I am practically certain that  every priest has been asked, in some form, the question as to whether the Synod on the Family is considering "updating" the Church's doctrine of Sacramental Marriage.   

While much is being considered for the pastoral application of the doctrine of marriage, Pope Francis has made it clear that a revision of the doctrine of sacramental marriage is not only not on the agenda, it is not possible.
The recent motu proprio Mitis Iudex, sets out a revised process for the declaration of marriage nullity. Affirming that sacramental marriage is "until death do us part" the document sets out the requirement for carefully reviewing procedures dealing with civil and other marriages that do not meet the criteria for the bond of sacramental marriage. 
Reaction to Mitis Iudex has been mixed with  some welcoming it as a way of streamlining the process and removing legalism in favour of  a more pastoral way of helping couples. 

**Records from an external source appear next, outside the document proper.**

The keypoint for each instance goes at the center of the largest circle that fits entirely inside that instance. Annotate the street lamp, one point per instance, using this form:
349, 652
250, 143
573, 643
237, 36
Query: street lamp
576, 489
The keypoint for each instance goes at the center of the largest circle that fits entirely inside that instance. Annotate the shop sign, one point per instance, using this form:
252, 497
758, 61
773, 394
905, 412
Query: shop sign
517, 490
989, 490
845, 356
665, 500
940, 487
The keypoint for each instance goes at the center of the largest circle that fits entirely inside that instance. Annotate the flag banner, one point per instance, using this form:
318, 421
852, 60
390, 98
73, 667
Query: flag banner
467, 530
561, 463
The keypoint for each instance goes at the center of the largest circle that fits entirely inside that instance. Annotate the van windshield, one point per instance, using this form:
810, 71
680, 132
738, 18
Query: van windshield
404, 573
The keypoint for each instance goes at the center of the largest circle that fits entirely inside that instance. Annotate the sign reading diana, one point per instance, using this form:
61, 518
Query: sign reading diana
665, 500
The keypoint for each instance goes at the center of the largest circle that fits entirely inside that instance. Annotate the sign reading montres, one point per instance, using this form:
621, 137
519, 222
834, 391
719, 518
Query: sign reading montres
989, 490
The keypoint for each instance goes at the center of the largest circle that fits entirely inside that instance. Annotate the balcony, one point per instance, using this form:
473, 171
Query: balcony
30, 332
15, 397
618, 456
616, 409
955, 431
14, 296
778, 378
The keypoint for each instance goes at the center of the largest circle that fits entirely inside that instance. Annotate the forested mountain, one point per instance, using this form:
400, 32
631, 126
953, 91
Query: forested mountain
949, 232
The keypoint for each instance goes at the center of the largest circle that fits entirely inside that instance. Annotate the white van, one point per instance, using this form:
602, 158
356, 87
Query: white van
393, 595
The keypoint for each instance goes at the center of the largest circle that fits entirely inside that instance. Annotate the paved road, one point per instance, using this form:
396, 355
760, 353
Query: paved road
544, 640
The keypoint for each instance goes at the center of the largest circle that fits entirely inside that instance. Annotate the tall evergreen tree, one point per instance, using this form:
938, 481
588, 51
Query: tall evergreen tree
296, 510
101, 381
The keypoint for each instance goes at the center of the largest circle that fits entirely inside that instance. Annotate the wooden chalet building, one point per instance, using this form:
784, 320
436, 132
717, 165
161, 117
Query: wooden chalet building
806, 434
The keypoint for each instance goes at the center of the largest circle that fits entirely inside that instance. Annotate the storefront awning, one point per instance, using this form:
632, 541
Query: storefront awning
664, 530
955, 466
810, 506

Some parties go too far if they are suggesting that the revised process for handling annulment cases curtails the  judicial process. Some have indicated that the tribunals will become a formality.  

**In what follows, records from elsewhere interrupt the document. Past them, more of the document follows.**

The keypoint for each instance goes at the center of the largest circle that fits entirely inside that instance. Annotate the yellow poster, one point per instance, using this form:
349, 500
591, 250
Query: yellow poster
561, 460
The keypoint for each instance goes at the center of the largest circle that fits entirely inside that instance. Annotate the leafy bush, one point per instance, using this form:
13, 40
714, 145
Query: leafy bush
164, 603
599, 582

Pope Francis has made it clear that the doctrine of the indissolubility of marriage is simply not up for discussion.  The question of whether a  marriage is valid is essential to preserving the doctrine of sacramental marriage.
In light of this, the process for determining nullity must be treated with respect. If we imply that the annulment process is simply a formality then Christian anthropology is undermined along with the sacramental nature of the Church. 
Canon lawyers need to avoid this kind of misunderstanding. They must do the serious work of implementing the reforms while maintaining an open and efficient legal process with pastoral concern.
Mitis Iudex gives the outline of how the reformed process will work. It is up to the faithful working with canon lawyers to provide a pastoral yet rigorous judicial process for the good of the whole Church.  Making the system more efficient does not mean watering down the faith.